Ice cream popular in retail, cheese – in foodservice
Another surprising finding that Fahlin highlighted from Cargill’s research was the prevalence of plant-based ice cream on consumer menus, the segment coming second only to plant-based dairy alternatives. “This surprised me a little as I expected coffee creamers or yogurt to come before ice cream,” Fahlin reflected. “Ice creams are a product synonymous with indulgence for many, so penetration levels there have traditionally not been very high. This is changing however, and it’s clear from our research that plant-based milks offer a gateway to other plant alternatives, such as ice cream.”
Cheese, meanwhile, is a potential area for growth and R&D innovation, with plenty of scope to improve flavour, texture and nutrient profile. “The opportunity for plant-based cheese really is in foodservice, for example pizza,” said Fahlin, who added that technology still needs to advance to bring plant cheese to the next level.
“I see cheese as ‘generation one’ in terms of where the industry is at right now,” he added. “Compared for example to plant-based milk, which is a really mature segment in terms of flavor, there is still some way to go with cheese, and there is an opportunity for manufacturers to advance and develop this.”
Indeed, Cargill says that according to FMCG Gurus data, more than 80% of consumers state that flavor is an influential factor in their purchase choices, and one in five global consumers still skeptical that plant-based alternatives can deliver on texture. The consumption of dairy cheese meanwhile is on the rise globally, with Statista expecting the market to rise by 5.48% annually and the most revenue to be generated in the US. “Conventional milk is one category that has declined since the 1970s, but this is due to societal changes, rising rates of lactose intolerance, and the explosion of options in the beverage sectors," he explained. "Vegan and flexitarian diets are just two of the factors.”

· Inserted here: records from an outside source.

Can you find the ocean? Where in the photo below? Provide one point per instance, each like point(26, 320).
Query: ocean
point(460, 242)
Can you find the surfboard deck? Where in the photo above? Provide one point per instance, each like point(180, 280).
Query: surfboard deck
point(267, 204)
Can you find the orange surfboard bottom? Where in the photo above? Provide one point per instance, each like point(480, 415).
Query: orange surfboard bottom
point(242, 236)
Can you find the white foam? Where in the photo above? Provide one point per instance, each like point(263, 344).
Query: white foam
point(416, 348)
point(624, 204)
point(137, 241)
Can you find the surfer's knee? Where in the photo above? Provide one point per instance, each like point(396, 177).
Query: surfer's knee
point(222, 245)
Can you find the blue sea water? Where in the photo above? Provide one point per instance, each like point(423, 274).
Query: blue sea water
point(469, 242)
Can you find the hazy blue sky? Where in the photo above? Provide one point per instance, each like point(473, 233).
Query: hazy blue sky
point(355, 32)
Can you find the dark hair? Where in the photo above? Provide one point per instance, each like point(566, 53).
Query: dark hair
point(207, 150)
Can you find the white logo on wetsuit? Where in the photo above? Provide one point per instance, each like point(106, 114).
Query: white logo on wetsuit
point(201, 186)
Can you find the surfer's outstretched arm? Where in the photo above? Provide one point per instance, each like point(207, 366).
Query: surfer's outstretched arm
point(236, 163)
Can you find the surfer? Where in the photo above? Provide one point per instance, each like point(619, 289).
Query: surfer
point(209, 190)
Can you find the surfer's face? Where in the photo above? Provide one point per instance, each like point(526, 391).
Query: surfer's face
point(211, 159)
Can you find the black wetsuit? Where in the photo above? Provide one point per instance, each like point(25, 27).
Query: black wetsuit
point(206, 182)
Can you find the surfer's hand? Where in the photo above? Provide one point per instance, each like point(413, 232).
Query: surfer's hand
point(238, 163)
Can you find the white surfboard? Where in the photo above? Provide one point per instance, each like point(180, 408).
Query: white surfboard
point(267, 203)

Nevertheless, it’s evident that the plant-based milk segment has eaten into the dairy market, with approximately 10% of all milk purchases now comprising plant-based milk, according to Cargill. In plant-based dairy, oat, which used to comprise just 1% of plant-based alternatives, is on the rise and expected to grow in the new year, the company said.
Precision fermentation – ‘an exciting third space’
Precision fermentation has been touted as the next big trend in dairy for some time, and some predict that commercialization of microbial fermentation-derived dairy could significantly challenge the plant-based sector. “I view precision fermentation as an exciting third space in dairy, alongside traditional dairy and plant-based alternatives,” said Fahlin. “I think upscaling the technology is still a hurdle for many manufacturers and from there, commercialization, but it’s an exciting proposition for sure.”